Moreover, to promote loyalty to a particular company, many of the above-described loyalty programs are sponsored by and operated by a company such that the consumers are typically required to earn and burn the loyalty points through the same company. As such, a particular sponsoring company may market its own loyalty points under a particular trademark (e.g., Membership Rewards sponsored by American Express, DeltaMiles sponsored by Delta Airlines, Hilton Rewards sponsored by Hilton Hotels, ePloids sponsored by Frito-Lay and FlightFund sponsored by America West Airlines) and maintain loyalty point accounts for each consumer, wherein the accounts include only loyalty points associated with the sponsoring company. Accordingly, the consumers in the sponsoring company loyalty program typically earn loyalty points from the sponsoring company, then the consumers spend the sponsored loyalty points on reward items offered by the sponsoring company.
However, it is often difficult for an individual sponsoring company to offer a sufficiently wide range of reward items in certain geographic areas to satisfy the varied interests of its consumers. Moreover, many of the consumers may only engage in a limited amount of business in a certain geographic area with the particular sponsoring company and/or may only earn a limited amount of sponsored loyalty points from the sponsoring company within the geographic area. As such, a consumer's loyalty point account with the sponsoring company may include a minimal amount of loyalty points in a geographic area and the minimal point balance may be insufficient to obtain any desired reward item in the geographic area. Additionally, even if a consumer obtains a sufficient point balance in a geographic area with a particular sponsoring company, the consumer may not be interested in redeeming the points for any of the limited reward items in the geographic area offered by the company, the consumer may forget or ignore the existence of the point balance and/or the consumer may not desire to spend the time reviewing the reward items or completing the redemption information. In these exemplary situations, the loyalty point account may only be rarely used or may remain inactive.

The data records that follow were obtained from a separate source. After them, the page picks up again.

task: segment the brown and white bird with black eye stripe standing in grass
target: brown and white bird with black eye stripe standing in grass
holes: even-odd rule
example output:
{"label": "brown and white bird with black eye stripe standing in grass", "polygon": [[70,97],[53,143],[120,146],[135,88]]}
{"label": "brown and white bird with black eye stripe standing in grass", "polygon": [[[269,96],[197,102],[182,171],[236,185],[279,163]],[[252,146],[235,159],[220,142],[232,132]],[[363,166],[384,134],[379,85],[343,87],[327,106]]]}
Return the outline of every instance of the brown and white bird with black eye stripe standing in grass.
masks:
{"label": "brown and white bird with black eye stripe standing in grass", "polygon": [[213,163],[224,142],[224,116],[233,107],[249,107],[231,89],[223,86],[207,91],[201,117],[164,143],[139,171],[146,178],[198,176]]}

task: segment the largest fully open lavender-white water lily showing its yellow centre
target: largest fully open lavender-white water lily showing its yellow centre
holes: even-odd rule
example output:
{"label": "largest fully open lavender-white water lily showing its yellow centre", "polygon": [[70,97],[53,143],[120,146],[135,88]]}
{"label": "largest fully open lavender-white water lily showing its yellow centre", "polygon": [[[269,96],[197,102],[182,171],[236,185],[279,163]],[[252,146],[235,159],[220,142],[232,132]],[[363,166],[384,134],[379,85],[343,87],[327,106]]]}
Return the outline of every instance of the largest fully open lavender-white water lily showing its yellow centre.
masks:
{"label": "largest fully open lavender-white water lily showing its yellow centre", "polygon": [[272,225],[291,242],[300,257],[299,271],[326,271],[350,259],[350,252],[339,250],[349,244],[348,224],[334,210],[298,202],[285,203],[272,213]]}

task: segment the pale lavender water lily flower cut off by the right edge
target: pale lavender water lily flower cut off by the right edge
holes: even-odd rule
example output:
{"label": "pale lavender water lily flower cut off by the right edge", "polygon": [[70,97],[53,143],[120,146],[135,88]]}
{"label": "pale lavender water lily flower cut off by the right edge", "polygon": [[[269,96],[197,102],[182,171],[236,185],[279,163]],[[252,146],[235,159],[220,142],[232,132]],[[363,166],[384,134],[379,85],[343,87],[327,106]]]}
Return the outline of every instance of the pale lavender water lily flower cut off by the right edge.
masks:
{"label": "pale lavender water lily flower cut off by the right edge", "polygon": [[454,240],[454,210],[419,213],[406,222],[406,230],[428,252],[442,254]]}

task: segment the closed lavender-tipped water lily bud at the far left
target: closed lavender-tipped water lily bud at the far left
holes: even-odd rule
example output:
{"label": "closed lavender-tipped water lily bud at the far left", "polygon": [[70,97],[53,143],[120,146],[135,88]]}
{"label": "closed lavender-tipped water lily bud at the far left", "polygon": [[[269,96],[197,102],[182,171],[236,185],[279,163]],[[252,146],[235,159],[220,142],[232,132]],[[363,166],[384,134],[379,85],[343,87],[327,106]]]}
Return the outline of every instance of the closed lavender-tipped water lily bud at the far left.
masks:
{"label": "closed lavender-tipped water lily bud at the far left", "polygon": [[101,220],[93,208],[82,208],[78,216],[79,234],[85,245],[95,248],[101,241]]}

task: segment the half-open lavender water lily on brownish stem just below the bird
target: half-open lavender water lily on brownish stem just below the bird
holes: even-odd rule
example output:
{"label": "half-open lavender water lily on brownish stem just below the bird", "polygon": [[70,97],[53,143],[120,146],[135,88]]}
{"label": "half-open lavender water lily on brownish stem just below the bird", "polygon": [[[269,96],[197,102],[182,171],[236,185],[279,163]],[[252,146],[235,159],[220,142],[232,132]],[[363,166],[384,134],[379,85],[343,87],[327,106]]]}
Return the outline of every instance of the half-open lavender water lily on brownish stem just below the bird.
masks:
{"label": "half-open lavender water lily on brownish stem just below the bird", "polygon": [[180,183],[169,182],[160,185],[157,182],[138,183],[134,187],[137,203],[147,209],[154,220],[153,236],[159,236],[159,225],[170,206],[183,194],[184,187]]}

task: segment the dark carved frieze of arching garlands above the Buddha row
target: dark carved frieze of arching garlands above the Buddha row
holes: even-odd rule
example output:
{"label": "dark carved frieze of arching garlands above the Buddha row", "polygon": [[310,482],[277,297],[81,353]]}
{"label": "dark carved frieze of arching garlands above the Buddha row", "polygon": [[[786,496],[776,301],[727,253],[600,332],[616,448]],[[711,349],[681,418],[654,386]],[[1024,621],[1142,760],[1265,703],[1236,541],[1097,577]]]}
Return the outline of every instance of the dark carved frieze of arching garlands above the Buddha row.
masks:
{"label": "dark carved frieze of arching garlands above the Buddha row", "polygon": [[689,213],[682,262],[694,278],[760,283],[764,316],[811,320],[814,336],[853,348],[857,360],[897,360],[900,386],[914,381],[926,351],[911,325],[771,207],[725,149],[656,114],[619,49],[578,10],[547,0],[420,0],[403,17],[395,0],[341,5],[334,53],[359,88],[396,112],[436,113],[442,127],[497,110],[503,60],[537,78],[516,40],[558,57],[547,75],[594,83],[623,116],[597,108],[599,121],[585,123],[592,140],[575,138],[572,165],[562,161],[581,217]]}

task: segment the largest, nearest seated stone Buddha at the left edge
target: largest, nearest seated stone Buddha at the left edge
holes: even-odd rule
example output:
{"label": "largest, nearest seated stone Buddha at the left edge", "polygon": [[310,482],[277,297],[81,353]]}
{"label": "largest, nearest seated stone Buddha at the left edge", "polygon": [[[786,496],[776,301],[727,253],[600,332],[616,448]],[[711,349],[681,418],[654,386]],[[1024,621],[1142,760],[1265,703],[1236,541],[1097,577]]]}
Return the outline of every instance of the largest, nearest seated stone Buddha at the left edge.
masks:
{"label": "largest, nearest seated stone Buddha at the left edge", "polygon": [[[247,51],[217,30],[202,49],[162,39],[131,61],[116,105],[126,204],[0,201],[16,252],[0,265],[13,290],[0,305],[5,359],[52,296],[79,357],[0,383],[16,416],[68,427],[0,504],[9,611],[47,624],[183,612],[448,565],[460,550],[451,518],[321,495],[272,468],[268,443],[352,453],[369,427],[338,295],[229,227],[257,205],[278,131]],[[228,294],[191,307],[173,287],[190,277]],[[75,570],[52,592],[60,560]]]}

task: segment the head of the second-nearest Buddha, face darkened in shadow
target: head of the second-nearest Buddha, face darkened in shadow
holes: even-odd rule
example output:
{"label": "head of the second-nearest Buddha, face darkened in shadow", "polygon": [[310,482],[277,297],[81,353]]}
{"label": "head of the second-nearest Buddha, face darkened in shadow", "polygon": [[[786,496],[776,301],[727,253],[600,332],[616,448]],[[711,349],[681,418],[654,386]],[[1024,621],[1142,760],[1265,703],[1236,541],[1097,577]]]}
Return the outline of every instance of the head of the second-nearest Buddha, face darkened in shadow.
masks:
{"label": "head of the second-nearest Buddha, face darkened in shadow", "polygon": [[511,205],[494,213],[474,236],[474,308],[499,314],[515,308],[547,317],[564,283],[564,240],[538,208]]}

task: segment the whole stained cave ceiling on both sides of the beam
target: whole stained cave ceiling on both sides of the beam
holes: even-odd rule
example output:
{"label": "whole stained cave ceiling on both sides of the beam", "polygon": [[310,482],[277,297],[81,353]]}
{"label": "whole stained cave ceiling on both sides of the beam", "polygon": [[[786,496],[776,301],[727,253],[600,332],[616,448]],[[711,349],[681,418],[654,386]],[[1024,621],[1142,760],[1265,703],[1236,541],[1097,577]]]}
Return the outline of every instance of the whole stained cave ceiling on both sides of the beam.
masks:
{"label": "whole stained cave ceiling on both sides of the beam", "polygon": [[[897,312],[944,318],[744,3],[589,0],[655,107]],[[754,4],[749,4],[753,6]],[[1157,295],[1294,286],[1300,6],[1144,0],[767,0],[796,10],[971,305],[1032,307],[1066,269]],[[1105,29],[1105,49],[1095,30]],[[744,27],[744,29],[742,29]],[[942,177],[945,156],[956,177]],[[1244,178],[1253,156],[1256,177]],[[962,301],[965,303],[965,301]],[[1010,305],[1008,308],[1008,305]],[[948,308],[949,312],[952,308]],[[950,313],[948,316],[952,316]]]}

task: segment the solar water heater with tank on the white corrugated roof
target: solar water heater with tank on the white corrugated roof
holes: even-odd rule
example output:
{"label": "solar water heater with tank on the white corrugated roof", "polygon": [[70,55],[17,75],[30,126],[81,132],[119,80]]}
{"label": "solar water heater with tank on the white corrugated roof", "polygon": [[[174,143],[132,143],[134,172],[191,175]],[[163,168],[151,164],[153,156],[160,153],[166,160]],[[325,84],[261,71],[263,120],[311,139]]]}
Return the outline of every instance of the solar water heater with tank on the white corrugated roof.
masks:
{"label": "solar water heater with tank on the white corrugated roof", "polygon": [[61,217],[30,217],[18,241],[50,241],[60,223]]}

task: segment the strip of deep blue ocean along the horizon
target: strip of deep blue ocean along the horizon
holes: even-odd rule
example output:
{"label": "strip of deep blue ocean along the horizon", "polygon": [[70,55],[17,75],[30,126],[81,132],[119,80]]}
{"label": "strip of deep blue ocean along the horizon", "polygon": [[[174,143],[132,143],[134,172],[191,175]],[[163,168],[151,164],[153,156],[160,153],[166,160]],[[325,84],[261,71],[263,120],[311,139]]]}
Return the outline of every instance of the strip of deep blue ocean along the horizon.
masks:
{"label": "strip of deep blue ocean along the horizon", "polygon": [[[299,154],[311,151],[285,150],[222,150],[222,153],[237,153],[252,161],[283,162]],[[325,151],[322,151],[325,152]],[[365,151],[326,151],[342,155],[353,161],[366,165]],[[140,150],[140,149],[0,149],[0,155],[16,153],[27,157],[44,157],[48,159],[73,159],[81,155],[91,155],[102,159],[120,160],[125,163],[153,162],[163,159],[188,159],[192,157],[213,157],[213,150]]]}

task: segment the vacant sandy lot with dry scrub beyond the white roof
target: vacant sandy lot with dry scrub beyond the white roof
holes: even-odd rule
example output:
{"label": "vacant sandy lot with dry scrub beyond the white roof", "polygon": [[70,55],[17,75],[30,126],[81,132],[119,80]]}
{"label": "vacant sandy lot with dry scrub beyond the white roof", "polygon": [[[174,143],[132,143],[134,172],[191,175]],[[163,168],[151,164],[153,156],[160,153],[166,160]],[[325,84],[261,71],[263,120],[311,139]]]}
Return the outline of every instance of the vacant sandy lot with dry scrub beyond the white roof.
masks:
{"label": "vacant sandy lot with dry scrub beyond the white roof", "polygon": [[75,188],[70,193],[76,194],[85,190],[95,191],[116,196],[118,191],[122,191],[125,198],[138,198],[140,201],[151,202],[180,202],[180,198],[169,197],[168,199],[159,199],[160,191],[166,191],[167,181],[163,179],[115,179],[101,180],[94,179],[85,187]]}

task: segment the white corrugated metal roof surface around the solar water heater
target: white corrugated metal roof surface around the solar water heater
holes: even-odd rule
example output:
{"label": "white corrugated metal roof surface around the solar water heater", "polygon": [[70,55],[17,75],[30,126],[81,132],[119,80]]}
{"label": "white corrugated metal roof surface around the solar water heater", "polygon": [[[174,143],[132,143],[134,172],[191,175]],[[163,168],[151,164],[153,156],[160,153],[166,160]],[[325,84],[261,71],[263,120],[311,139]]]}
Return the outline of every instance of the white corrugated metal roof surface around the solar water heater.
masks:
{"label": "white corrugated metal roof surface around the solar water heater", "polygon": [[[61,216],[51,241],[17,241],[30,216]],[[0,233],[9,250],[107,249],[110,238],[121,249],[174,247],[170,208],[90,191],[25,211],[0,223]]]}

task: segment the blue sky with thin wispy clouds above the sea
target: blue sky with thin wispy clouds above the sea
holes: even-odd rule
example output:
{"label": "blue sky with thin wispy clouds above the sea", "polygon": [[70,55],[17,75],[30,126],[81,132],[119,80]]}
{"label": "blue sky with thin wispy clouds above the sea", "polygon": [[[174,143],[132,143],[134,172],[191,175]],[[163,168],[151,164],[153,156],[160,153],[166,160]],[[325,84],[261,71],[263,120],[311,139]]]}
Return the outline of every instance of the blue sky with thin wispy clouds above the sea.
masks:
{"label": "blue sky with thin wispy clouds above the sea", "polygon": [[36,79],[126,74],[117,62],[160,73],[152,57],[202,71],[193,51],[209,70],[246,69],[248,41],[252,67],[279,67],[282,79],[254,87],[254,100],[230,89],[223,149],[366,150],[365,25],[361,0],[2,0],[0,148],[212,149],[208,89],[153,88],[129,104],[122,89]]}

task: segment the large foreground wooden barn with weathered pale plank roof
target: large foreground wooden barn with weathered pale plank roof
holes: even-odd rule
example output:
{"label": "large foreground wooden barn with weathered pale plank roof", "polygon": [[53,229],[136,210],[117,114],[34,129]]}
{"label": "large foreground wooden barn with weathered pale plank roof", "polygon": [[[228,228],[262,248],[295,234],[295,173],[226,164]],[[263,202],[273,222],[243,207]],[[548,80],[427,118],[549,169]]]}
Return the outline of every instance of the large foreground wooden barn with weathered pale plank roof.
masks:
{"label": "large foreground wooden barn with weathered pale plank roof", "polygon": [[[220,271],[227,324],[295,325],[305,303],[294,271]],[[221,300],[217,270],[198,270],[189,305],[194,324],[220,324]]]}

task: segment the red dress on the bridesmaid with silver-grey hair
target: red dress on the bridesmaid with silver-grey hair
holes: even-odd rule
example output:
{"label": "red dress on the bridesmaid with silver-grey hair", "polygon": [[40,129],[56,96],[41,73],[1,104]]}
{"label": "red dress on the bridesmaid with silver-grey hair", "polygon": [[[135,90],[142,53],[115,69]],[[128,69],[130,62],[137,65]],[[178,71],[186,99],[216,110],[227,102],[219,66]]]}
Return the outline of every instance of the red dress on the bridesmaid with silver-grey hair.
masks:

The sponsoring company often maintains hundreds or thousands of loyalty point accounts for current and past consumers; however, possible public relations, marketing and legal implications exist with a sponsoring company simply canceling certain loyalty point accounts or setting expiration dates on points. As such, the sponsoring company usually continues to maintain the rarely used or inactive loyalty point accounts. However, accounting and legal guidelines typically require a sponsoring company to include all of the loyalty point balances, including balances from the rarely used loyalty point accounts, as liabilities on its accounting statements. As such, a need exists for a system and method for reducing or eliminating certain loyalty account balances and providing certain consumers with new ways to aggregate and redeem geographic-based loyalty point balances.